Technology, Storage and Data Format Choices

This post is part of a Series on the Lambda Architecture. It was written in collaboration with Boxever and first posted on Medium.

Overview

As we discussed in our previous post outlining this series, when we started out on this journey, all our data was stored in a single monolithic Cassandra database. This meant that we had a huge number of unknowns to solve. Simple questions were unanswerable such as how many entities of type A did we have (remember that we couldn’t read all of our data out of the monolith cluster)? What size would all our data be in format X or Y? How long would it take to rebuild view Z? What was the best framework? Would our bottleneck be storage speed, network, cpu or memory?
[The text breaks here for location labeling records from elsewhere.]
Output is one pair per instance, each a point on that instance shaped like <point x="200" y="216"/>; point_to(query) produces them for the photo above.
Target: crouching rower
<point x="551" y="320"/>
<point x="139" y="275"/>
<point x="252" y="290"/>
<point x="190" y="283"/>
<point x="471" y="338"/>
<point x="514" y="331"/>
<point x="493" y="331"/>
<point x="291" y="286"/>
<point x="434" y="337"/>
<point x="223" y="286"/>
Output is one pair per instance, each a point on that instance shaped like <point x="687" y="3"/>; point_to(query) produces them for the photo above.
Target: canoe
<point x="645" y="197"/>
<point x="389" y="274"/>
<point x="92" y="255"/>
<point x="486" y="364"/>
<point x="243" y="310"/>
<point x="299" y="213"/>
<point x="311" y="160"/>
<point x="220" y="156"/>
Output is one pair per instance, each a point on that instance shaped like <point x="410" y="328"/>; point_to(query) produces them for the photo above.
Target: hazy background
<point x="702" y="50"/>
It’s difficult to plan too far ahead when you cannot answer these basic questions and so as we progressed through each stage in the pipeline, we had to analyse what we learned from the previous stages, and see if this had any impact on how we approached the subsequent stage.

A few months before we started implementing the re architect, we had to deliver a Batch Import product feature. While this was delivered within the existing architecture, it allowed us to familiarise ourselves with the myriad of technology choices available in this space (albeit for a different use case). There are a number of initial choices you have to make which can become important later. All choices can be changed later of course as you learn more or as spaces evolve. That being said, it is important to weigh up your options correctly at the beginning.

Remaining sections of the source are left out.